Sensitive imaging with large-format solid-state devices at high frame rates (˜1 million frames per second) is a difficult task. More specifically, a large-format solid-state imager with exposure times below a nanosecond do not exist. High-speed imaging is done either with film or specially adapted tube-based technology (streak cameras, intensified tubes, modified microchannel plates, etc.). These approaches typically suffer from low dynamic range, low contrast, high noise, and inflexible operation.
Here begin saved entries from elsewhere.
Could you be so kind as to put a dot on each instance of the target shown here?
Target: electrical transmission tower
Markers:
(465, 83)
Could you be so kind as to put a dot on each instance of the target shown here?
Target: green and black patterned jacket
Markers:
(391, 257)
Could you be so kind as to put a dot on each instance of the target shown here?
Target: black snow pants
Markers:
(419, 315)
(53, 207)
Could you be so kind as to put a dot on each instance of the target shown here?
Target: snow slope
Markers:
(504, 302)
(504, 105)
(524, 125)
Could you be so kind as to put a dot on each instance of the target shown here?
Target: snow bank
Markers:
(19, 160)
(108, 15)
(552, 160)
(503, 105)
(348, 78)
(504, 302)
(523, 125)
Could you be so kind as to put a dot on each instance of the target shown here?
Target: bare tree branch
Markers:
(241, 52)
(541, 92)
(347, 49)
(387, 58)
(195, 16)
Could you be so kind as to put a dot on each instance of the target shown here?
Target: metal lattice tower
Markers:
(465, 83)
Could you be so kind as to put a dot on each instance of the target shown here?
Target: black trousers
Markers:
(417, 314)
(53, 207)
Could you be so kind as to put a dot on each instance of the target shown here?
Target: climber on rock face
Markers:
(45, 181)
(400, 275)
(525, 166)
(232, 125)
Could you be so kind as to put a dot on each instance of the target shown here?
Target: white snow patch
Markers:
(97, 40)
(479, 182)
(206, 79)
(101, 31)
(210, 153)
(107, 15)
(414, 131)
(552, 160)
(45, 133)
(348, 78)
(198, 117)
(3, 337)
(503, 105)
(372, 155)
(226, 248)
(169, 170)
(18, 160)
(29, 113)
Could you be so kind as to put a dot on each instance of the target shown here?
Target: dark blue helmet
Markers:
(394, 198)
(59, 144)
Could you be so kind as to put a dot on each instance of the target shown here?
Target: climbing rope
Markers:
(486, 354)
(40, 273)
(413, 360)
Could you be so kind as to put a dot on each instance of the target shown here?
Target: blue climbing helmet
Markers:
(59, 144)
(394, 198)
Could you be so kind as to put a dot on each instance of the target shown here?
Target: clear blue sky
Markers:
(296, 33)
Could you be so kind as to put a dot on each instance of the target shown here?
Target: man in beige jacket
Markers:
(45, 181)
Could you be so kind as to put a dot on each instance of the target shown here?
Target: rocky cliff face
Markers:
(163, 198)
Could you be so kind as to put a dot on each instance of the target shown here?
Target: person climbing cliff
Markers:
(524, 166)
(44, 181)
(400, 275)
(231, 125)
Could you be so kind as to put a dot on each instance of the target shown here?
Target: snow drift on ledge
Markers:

While conventional imager technology is appropriate for sub-microsecond integration times, the conventional pixel architecture makes it challenging to extend this technology to shutter times below a few nanoseconds. Moreover, for high-speed, large-format detectors with millions of pixels, the exposure control must be distributed to all pixels such that the sampling occurs effectively simultaneously. For detectors with dimensions of multiple centimeters, the time to propagate across a chip is hundreds of picoseconds. Thus, the control signal distribution system of conventional imager technology fails to provide an architecture to realize such fast shutter times.
Therefore it is desirable to provide a pixel architecture that is capable of shutter times below a few nanoseconds. Moreover, it is desirable to develop imager technology to provide x-ray imaging detectors with very high-speed sampling performance (100 picoseconds to 1 nanoseconds) for such applications as plasma diagnostics and high-speed radiographic imaging. Lastly, it is desirable to provide fast-sampling, large-format focal-plane arrays, which enable distribution of the signals that control the start and length of an integration period in a manner to realize shutter times below a few nanoseconds.